Studio album by Peter Case
- Released: February 17, 1998
- Genre: Alternative rock, alternative country, folk rock
- Label: Vanguard
- Producer: Andrew Williams

Peter Case chronology
| Torn Again (1995) | Full Service No Waiting (1998) | Flying Saucer Blues (2000) |

= Full Service No Waiting =

Album by Peter Case

Full Service No Waiting is the sixth album by the American singer-songwriter Peter Case, released in 1998.

==History==
Full Service No Waiting was recorded quickly and on a tight budget. Case commented in an interview for No Depression: "Maybe our limitations worked for us on this one. “It was the freedom of the shoestring that allowed us to go with early takes, and work in a real energetic way.

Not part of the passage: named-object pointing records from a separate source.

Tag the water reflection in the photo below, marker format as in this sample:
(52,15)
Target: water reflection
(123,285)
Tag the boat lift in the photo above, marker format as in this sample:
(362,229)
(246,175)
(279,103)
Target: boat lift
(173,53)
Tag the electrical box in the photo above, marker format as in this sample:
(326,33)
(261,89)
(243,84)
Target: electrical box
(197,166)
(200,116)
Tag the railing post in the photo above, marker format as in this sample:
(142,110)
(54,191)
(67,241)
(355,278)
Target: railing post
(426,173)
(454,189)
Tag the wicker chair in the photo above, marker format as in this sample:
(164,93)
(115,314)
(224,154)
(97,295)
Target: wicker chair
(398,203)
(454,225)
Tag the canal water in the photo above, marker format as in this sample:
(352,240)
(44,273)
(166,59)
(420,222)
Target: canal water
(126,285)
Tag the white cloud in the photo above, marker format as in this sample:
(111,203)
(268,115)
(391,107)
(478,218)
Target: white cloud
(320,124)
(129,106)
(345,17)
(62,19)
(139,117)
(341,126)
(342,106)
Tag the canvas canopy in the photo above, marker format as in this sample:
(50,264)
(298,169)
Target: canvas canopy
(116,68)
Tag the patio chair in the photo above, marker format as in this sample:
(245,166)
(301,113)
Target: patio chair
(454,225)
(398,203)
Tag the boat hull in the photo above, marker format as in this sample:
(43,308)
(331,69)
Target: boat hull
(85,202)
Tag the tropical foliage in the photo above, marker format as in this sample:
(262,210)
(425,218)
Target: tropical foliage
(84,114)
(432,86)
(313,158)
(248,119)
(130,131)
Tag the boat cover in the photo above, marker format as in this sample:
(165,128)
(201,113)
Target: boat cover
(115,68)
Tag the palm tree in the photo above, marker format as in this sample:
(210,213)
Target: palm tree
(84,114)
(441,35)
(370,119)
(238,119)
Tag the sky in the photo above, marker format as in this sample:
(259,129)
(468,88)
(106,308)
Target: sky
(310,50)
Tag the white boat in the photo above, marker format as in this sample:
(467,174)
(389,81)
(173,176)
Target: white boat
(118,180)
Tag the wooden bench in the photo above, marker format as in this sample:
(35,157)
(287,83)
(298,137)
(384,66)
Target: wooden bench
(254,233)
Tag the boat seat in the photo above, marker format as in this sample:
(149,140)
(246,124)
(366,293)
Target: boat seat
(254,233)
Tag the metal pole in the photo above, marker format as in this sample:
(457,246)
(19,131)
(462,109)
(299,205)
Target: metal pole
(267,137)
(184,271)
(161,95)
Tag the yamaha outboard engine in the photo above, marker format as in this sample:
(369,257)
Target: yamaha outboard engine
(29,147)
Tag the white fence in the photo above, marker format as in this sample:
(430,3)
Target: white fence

The whole process of going in and making a record can be kind of overwhelming. Even when you’ve done it a lot, it can clamp down on the spontaneity of the music. This time we really made a point of catching things when they were really fresh, and really alive — before they’d gotten run into the ground. So besides probably being my favorite record to work on, I think it was one of the quickest I’ve done."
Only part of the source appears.